Frankfurter Allgemeine Zeitung | Besprechung von 07.12.2016Liebe Leute fand er nur in der Familie
Reiche Ernte eines großen Schaffens: Zum hundertsten Geburtstag von Wolfgang Hildesheimer erscheinen eine Biographie, ein Aufsatzband und die Briefe des Schriftstellers an seine Eltern.

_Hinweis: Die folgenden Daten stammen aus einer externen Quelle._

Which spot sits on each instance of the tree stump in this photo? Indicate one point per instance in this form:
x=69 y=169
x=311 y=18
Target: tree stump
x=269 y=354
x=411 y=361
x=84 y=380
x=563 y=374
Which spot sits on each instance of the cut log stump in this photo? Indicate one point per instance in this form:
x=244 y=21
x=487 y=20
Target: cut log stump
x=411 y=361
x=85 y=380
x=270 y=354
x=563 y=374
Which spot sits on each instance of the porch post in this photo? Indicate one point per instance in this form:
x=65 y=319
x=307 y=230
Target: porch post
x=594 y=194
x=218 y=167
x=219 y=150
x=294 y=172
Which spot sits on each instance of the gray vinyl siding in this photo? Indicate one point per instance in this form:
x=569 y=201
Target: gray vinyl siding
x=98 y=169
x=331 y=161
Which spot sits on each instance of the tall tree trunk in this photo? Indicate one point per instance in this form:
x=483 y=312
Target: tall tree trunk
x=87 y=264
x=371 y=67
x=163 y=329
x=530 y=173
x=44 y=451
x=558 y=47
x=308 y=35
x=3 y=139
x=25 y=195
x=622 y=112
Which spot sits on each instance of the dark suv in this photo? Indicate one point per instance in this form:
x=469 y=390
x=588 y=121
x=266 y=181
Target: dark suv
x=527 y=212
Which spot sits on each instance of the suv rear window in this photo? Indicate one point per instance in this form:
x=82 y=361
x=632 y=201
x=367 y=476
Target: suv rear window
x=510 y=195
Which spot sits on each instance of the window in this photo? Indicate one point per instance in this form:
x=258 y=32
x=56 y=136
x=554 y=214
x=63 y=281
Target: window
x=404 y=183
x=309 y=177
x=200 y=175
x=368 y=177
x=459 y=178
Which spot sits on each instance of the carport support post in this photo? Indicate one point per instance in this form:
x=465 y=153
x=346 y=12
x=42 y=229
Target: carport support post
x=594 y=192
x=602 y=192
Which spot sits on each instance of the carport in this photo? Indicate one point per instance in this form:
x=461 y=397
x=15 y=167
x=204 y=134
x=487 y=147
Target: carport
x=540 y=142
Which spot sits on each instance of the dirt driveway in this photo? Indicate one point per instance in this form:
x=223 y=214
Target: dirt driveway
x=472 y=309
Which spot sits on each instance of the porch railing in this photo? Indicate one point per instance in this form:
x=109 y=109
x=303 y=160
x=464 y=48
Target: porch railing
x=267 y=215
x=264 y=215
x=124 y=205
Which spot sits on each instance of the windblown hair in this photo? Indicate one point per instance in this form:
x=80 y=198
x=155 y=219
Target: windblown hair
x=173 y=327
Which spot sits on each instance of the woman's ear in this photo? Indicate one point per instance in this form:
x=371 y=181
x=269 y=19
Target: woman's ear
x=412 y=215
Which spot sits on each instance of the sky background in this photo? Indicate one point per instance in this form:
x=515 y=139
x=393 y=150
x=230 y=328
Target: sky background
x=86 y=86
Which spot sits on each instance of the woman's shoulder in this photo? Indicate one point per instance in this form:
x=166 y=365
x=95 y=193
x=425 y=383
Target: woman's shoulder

Der Schriftsteller Wolfgang Hildesheimer gehörte in den fünfziger und sechziger Jahren zum Kanon der westdeutschen Gegenwartsliteratur und erhielt 1966 für seinen Roman "Tynset" den Büchnerpreis. Daran muss heute explizit erinnert werden, weil sein Name jüngeren Lesern mehrheitlich gar nichts sagt und ältere ihn gründlich vergessen zu haben scheinen. Zwar fristet sein Werk in einer siebenbändigen, bei Suhrkamp erschienenen Ausgabe ein Schattendasein in Bibliotheken und ist in Einzelausgaben weitgehend noch greifbar, aber aus dem Kanon der deutschen Gegenwartsliteratur scheint er verschwunden.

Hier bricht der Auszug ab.